The exit detector 400 detects a person who passes through an exit,
and outputs information which indicates the detection points. In
other words, the exit detector 400 detects a person who gets off
from the exit, and outputs information which indicates the number
of counted getting-off persons (hereinafter, getting-off person
number information).
The vehicle occupancy monitoring server 500 acquires the vehicle
occupancy information which indicates the number of passengers of
the vehicle 1a, and transmits the vehicle occupancy information to
the operating management apparatus 600. Specifically, the vehicle
occupancy monitoring server 500 receives the getting-in person
number information which is the result of detection performed by
the entrance detector 300 and the getting-off person number
information which is the result of detection performed by the exit
detector 400 through the network. Further, the vehicle occupancy
monitoring server 500 calculates the number of getting-in persons
in the vehicle 1a based on the received getting-in person number
information and the getting-off person number information, and
acquires the vehicle occupancy information for the vehicle 1a.
Although not showing in the drawing, the entrance detector 300 and
the exit detector 400 are provided in the other vehicles 1b, 1c, .
. . . The vehicle occupancy monitoring server 500 acquires the
vehicle occupancy information for each of the other vehicles 1b,
1c, . . . in the same manner.
FIG. 13 is a block diagram illustrating an example of each
configuration of the operating management apparatus according to
the third embodiment of the present invention.

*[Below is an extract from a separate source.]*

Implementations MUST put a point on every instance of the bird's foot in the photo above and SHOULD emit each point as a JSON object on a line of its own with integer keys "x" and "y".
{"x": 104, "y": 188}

As illustrated in FIG. 13, the operating management apparatus 600
according to the embodiment includes a vehicle interval computing
unit 601, an evaluation unit 602, a driving instruction output unit
603, a storage unit 604, a travel-information acquisition unit 605,
and a vehicle occupancy information acquisition unit 607.
Here, the vehicle interval computing unit 601, the storage unit
604, and the travel-information acquisition unit 605 have the same
functional configurations as the first embodiment. Therefore, the
description thereof will not be repeated.
The vehicle occupancy information acquisition unit 607 receives and
acquires vehicle occupancy information, which indicates the number
of passengers for each of the vehicles 1a, 1b, . . . , from the
vehicle occupancy monitoring server 500 (FIG. 12).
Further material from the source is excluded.